By Carl Howe
A Gizmodo author wrote a sobering analysis in Popular Mechanics of the CTIA conference on the wireless industry this week:
It's been nearly a year since the Apple (NASDAQ:AAPL) fanboys first camped out to scoop up eBay-bound iPhones, and the biggest mobile players are still trying—and failing—to mount a serious challenge to its dominance of consumers' hearts and minds. While Apple was a trade show no-show for the annual wireless and telecom industry showcase here, I've been feeling their pulse pretty much everywhere while reporting live from the trenches at the Las Vegas Convention Center.
It's the trend that just won't die: Cellphone powerhouses are still forcing themselves to play catch-up to the new guy. In fact, it's become almost impossible to look at any of the major new handsets unveiled at CTIA or through our revolving gadget doors at Gizmodo without being reminded of the iPhone. While in some cases this is merely because Apple has cast such a long shadow, it's more often because other companies are intentionally mimicking the look and feel of Apple's year-old device.
My take of the slow CTIA show is actually much simpler: Nine months is not long enough for competing vendors to reverse engineer and certify a true iPhone competitor. The result: We're still seeing phones that were designed based on the original descriptions of the iPhone from January 2007, not on actual iPhone experiences. And while I think the iPhone will actually be very challenging to imitate successfully, it's too early to claim competitors will completely fail.

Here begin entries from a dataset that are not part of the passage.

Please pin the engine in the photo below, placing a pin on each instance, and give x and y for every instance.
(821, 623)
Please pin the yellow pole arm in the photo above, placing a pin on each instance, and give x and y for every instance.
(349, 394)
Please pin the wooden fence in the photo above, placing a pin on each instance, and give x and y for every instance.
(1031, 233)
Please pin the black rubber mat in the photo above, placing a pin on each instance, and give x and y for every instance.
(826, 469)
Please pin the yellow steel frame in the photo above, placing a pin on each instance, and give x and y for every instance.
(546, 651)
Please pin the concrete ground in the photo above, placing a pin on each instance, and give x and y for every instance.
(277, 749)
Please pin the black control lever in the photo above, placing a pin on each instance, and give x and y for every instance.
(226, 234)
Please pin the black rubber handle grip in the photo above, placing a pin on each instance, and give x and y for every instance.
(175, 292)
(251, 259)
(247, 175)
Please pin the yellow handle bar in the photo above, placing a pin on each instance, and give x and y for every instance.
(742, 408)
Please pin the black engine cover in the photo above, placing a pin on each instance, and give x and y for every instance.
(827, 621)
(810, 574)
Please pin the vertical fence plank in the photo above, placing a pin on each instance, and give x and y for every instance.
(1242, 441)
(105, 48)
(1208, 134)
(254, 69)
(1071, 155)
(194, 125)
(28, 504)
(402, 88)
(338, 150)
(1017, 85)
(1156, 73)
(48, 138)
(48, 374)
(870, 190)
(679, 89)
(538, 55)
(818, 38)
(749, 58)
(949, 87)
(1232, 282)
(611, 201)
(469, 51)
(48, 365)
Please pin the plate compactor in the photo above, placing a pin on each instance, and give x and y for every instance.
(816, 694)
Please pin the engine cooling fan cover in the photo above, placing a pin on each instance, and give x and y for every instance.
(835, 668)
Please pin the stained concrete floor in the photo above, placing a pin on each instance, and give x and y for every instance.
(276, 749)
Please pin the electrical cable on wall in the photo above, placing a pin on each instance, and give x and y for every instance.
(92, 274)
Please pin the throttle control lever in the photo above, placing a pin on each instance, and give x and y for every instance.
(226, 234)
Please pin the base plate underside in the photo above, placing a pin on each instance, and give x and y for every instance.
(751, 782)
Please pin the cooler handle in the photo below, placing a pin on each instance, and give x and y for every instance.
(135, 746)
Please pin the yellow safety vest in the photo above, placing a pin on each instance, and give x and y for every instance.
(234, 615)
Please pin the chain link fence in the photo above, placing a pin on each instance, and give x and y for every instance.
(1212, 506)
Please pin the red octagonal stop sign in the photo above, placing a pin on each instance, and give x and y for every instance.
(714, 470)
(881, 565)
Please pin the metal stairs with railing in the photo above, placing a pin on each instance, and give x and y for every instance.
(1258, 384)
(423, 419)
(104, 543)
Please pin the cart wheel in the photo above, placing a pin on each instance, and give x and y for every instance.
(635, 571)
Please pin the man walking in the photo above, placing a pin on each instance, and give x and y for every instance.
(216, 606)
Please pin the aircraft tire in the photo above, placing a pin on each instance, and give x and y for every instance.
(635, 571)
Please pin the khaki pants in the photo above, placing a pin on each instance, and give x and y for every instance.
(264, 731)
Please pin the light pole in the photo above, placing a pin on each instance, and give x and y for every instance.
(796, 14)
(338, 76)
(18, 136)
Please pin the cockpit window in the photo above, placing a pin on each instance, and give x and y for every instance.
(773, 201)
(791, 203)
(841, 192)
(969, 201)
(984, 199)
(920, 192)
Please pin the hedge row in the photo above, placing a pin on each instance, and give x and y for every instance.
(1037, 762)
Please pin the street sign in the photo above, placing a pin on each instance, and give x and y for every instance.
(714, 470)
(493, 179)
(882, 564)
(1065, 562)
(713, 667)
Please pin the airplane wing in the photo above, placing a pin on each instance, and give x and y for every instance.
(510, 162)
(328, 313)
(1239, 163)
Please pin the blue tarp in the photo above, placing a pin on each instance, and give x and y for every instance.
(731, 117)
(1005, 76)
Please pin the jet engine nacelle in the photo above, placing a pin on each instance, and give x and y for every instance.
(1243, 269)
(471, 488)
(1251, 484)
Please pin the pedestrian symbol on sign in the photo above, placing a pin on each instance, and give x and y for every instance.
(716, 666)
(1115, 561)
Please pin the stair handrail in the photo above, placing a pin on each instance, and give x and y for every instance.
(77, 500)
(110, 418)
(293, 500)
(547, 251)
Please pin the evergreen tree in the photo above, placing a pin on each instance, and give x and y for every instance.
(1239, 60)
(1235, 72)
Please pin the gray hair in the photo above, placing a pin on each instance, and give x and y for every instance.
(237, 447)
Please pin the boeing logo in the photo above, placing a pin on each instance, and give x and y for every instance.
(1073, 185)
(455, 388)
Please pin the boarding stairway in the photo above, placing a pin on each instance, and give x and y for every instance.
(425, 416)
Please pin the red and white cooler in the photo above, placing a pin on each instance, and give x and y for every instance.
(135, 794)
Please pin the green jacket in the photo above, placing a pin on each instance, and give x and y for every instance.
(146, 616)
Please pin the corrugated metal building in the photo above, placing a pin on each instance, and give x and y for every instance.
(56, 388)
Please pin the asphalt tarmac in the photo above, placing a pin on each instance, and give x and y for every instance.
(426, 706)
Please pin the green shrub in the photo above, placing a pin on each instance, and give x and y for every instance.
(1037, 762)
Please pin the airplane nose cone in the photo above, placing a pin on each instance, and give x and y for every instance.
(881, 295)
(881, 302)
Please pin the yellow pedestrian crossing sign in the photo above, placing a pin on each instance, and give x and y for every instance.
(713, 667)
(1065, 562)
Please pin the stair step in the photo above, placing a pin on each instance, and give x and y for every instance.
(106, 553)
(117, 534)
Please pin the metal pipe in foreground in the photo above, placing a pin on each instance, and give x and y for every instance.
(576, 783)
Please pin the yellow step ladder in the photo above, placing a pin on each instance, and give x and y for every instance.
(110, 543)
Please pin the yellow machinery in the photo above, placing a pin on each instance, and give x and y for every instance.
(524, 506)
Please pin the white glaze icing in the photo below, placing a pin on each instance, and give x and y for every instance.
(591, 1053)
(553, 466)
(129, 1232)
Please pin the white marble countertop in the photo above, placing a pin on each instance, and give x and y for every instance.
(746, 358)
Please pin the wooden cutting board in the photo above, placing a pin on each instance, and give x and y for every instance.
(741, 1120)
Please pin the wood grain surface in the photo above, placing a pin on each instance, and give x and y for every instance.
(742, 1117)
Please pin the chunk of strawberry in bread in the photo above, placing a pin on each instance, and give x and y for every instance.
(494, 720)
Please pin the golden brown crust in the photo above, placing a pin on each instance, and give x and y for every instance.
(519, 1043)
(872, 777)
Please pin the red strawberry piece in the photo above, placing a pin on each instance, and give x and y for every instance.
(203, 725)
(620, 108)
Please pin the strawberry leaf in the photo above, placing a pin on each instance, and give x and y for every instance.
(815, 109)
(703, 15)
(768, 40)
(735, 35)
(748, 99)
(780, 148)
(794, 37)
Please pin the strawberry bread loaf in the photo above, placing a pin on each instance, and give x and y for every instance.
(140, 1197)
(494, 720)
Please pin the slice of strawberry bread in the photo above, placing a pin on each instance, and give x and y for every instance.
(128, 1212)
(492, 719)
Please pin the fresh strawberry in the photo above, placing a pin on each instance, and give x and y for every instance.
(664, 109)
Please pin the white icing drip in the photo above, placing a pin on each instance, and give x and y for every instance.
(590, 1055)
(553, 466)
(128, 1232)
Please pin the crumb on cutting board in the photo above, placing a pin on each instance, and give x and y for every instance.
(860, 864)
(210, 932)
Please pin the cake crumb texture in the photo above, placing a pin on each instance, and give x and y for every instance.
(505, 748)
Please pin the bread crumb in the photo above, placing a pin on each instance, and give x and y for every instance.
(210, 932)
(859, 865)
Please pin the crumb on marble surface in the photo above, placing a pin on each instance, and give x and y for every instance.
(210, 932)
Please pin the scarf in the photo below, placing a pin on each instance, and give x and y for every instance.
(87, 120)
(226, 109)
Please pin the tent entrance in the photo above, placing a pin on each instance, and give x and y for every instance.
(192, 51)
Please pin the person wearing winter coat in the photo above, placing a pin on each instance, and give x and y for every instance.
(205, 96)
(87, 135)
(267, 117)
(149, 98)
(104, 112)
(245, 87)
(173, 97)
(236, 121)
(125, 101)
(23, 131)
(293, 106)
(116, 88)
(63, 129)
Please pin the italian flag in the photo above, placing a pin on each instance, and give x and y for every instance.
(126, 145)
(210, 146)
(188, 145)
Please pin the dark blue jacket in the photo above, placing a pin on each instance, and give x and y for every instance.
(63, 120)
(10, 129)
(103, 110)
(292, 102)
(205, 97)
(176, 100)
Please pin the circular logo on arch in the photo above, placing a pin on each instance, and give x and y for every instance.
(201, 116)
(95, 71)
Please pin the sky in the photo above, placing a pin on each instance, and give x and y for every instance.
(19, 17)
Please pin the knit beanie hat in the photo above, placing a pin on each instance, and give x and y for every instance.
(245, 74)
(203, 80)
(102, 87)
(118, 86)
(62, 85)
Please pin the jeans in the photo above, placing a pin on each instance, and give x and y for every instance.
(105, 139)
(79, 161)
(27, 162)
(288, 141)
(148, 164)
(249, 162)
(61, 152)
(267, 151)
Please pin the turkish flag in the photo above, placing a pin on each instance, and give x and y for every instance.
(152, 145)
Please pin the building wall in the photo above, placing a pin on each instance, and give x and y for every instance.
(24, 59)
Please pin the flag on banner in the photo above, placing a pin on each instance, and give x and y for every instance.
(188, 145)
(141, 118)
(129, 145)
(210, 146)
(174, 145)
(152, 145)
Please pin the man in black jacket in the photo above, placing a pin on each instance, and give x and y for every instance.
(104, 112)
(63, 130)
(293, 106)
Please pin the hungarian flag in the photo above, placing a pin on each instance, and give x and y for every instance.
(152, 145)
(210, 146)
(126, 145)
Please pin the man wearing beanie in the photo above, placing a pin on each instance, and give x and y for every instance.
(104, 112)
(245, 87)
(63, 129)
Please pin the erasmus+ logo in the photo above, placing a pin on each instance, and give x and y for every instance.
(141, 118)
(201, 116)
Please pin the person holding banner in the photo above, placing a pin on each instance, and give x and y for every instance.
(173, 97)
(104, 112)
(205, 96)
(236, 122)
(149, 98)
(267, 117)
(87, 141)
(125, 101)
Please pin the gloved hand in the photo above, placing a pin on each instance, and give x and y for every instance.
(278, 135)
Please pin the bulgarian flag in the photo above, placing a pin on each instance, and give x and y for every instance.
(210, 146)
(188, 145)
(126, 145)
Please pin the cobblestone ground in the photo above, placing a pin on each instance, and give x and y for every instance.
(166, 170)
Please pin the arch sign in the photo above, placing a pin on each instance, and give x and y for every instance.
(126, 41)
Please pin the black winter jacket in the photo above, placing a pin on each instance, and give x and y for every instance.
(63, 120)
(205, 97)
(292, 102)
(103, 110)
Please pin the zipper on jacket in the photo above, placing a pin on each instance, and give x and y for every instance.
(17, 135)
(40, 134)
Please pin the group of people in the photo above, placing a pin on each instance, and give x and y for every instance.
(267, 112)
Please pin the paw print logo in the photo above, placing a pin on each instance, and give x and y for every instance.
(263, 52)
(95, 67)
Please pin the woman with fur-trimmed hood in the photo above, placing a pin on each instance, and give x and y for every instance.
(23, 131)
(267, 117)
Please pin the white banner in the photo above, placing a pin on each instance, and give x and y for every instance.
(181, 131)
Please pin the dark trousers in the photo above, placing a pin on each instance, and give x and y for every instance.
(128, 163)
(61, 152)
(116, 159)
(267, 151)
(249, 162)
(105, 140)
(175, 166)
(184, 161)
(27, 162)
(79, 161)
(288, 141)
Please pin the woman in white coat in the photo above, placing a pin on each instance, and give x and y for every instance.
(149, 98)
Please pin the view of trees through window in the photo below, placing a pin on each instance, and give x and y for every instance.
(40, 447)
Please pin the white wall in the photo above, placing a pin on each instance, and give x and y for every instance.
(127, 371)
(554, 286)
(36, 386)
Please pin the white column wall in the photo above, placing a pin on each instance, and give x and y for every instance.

The result: I don't expect a mobile phone recession. But Research In Motion's earnings results announced last night do reflect a trend we can expect: profit compression due to lower prices. With consumers struggling to pay mortgage and credit card bills, I think we will see many vendors cut their prices and margins on mobile phone handsets to entice those cash-strapped consumers. The only problem: Price cutting almost never works as a long-term strategy.
At the end of the day, handset vendors will win and lose on innovation and brand value. Those that choose to compete on low prices will engage in a race to bankruptcy, not success. And if you need proof of that fact, just go ask Motorola (MOT) how competing on mobile phone prices without innovation worked out for them.